There are other more exotic scale types:
- The bebop minor or bebop major scale get one extra note and consist of 8 notes. For example the A bebop minor scale is: A, B, C, D, E, F, F#, G.
- The blues scale (ok, there are several blues scales) consists of only six notes. A, C, D, D#, E, G
MelodyBuilder’s chord and scale database already contains around 50 scale types. So, it shouldn’t get boring in the next few years or decades. 🙂
What are scales good for?
A scale provides the note material for your song. Like in a chord, the notes, because they are following a certain building formula, work together in a certain way. When you use a scale, you also only use chords that are using the notes of your scale. There are a lot of exception to this. Most “chart music” doesn’t use these exceptions and you can go a long way with the simple formula:
- Pick a scale.
- Build a chord progression from chords using only the notes of this scale.

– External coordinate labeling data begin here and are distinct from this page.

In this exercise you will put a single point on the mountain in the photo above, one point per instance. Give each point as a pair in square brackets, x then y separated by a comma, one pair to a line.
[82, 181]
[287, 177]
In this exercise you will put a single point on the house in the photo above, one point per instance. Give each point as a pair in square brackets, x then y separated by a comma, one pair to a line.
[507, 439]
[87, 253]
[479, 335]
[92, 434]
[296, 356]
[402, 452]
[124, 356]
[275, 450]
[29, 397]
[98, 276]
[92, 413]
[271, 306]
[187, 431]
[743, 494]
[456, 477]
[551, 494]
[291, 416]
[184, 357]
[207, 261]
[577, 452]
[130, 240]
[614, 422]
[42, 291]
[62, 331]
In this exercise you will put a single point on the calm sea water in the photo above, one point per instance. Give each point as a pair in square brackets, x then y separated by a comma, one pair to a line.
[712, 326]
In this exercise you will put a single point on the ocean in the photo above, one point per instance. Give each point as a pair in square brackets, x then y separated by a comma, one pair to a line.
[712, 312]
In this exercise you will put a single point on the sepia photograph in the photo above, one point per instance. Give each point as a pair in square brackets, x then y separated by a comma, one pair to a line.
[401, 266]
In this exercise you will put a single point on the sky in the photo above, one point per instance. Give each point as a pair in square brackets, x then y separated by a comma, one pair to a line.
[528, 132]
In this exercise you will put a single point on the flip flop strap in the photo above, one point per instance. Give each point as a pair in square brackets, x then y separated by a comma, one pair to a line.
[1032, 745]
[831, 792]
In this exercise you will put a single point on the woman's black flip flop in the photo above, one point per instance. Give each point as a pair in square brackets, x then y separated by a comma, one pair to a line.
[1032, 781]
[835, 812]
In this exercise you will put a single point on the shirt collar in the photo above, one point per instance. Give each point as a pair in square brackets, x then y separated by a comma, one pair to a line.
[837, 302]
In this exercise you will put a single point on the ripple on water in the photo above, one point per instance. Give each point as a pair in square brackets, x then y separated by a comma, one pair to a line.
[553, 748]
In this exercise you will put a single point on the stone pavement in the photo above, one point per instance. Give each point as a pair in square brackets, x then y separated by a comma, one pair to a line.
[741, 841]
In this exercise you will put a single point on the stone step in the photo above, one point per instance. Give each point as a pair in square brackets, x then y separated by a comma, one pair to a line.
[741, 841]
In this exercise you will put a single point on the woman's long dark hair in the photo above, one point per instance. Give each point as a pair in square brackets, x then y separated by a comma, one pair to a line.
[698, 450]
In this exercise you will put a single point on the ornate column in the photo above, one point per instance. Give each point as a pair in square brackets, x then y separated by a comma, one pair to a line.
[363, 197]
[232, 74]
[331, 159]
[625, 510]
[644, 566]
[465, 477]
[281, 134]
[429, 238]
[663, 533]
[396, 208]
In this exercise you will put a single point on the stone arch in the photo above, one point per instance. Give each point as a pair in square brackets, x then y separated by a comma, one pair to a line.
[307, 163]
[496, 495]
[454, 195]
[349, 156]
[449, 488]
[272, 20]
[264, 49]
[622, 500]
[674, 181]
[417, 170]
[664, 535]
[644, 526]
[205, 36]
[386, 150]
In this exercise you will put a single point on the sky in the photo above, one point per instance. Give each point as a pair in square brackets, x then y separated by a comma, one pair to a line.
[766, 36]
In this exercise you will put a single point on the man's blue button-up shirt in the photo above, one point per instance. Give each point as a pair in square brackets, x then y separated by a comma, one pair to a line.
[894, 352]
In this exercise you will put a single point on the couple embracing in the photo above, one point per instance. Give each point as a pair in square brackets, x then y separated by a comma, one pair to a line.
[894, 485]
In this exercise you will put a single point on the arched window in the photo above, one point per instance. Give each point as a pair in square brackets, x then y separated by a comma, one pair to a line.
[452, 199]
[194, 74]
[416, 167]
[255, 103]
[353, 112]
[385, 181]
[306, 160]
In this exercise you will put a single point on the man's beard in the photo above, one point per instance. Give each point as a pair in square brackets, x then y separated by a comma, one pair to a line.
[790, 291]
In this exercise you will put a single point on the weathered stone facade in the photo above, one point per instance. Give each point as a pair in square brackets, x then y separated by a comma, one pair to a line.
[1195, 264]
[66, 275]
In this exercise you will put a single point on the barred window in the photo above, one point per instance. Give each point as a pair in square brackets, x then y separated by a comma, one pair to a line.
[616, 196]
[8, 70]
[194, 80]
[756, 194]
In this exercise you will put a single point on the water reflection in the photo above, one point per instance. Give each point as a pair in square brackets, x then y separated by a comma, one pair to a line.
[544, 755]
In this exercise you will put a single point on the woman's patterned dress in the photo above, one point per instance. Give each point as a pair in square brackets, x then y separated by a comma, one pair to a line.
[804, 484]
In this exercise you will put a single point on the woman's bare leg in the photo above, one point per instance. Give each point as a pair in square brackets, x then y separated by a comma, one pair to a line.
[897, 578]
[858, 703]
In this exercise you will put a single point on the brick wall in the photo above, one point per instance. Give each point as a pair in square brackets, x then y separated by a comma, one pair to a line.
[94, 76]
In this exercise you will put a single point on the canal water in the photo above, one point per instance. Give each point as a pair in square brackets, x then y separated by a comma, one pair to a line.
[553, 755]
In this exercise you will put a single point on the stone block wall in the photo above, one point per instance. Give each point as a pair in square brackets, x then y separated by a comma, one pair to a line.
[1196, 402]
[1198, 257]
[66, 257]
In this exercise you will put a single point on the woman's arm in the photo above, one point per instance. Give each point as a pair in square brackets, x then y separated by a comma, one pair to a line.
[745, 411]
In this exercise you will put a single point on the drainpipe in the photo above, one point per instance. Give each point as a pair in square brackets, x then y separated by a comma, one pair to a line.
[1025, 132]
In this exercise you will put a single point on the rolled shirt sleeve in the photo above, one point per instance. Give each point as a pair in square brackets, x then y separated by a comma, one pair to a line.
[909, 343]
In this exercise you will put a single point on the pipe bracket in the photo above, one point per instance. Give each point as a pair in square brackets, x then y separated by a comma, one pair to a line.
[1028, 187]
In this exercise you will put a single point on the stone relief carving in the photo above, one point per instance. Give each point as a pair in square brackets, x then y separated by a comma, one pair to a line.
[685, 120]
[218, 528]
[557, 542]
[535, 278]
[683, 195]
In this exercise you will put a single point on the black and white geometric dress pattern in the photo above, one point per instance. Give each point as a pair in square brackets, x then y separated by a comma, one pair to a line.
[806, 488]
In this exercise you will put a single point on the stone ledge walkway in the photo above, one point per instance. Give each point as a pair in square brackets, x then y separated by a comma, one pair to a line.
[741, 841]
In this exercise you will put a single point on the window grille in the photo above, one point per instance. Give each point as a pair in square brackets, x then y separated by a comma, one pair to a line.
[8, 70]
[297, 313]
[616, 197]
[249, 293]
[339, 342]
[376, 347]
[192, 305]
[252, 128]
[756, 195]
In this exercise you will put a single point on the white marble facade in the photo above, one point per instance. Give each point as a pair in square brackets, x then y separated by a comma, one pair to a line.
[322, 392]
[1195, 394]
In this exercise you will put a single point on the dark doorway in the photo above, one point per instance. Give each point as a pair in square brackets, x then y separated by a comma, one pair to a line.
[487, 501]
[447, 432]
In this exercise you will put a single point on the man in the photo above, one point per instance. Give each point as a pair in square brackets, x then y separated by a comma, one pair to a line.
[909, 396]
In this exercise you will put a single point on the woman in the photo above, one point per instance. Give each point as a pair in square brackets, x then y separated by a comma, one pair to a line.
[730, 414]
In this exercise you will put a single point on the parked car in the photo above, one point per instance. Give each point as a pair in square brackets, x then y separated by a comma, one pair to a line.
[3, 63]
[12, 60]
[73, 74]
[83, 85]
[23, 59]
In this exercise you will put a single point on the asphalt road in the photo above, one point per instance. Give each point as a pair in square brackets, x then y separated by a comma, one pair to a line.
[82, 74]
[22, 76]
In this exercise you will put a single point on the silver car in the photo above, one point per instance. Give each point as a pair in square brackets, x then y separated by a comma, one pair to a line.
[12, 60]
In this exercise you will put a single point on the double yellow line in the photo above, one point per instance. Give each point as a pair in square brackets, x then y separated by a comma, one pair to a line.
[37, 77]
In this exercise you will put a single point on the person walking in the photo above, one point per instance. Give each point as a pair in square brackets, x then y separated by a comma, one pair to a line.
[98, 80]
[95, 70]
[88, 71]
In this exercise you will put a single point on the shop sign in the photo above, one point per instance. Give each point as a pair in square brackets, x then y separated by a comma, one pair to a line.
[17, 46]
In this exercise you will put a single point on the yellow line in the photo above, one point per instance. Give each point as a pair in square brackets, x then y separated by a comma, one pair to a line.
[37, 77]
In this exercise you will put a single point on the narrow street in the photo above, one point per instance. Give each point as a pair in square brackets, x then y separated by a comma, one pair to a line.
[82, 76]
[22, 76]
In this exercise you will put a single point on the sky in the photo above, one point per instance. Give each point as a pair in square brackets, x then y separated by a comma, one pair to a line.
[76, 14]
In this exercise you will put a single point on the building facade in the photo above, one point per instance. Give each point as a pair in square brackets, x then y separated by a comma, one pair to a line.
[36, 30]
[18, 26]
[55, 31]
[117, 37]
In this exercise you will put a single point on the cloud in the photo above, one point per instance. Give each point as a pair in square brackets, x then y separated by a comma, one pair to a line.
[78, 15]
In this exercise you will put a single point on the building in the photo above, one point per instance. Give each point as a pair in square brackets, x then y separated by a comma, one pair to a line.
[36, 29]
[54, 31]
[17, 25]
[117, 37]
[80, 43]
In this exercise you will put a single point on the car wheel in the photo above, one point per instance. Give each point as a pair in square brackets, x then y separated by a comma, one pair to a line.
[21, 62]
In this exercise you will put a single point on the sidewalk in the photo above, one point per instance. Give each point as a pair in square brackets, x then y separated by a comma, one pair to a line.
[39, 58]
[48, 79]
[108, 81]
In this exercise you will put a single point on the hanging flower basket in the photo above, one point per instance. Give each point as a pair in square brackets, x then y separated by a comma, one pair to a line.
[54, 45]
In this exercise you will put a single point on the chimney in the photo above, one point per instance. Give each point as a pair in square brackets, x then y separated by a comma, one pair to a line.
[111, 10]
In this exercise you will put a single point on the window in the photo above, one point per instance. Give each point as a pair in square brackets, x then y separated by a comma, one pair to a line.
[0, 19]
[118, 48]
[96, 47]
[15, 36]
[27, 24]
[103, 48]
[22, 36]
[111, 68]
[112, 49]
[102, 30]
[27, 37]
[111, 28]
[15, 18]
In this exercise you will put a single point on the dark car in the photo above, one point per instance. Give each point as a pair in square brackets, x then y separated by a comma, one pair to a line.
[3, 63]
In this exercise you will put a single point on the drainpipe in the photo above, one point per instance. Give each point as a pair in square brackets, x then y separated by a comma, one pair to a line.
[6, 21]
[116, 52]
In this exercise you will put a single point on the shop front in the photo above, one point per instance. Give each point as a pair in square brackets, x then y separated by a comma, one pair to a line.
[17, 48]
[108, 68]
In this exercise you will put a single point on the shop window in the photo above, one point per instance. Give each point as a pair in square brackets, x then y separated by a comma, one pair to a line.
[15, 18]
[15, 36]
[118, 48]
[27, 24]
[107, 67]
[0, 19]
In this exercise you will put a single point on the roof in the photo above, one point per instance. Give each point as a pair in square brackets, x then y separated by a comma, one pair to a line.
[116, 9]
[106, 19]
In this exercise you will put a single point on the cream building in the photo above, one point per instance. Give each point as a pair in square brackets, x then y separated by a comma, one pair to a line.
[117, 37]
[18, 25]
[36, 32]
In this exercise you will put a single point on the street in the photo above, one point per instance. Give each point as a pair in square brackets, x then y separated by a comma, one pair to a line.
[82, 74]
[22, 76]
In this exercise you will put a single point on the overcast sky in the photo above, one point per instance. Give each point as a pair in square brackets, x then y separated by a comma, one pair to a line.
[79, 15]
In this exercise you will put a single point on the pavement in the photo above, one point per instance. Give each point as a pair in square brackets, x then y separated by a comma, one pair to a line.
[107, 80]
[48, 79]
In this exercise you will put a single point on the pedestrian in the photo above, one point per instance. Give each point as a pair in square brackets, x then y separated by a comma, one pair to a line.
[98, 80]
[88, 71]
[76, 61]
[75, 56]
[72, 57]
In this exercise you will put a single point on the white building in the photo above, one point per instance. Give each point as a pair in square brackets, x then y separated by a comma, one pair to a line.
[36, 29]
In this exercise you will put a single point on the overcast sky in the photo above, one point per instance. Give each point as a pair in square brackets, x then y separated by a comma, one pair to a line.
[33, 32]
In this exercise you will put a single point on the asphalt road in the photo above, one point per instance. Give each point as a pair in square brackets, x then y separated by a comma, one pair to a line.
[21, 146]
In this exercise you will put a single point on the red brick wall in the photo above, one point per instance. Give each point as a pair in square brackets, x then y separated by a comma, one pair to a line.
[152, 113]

- Build your melodies only by using notes from this scale.
Also you might wonder why for the major and minor scale in MelodyBuilder’s chord database some chords are marked blue and have an extra roman number. These numbers refer to the so-called harmonic function of these chords. Using a minor or major scale, you usually can build exactly one chord for each note of the scale that is either minor, major, augmented or diminished. Ignore the other chords like sus2 or m7, they don’t count for that.
The first chord in a minor scale is always a minor chord. The last chord is always a major chord. Each of the 7 chords has a certain function according to the theory. For example, the first chord (called the tonic) acts as the resting point of a chord progression. Everything in the progression is more or less a movement towards the resting point. On the other hand playing the second chord you will create a lot of tension that in the ears of your listeners screams to be resolved, ideally by some movement back to the first chord.
A lot of people spent a lot of time over the past centuries to figure out which arrangements make sense. For example, independently of what scale you are using, playing the first, fifth, fourth chord always sounds good. These progressions are called cadences. Katy Perry’s Hot N Cold is the cadence I V II IV (first chord, fifth chord, second chord, fourth chord). A Google search for this topic will bring up a lot of more formulas for building these progressions. Or you try it yourself in MelodyBuilder, play around and look for something new and unusual.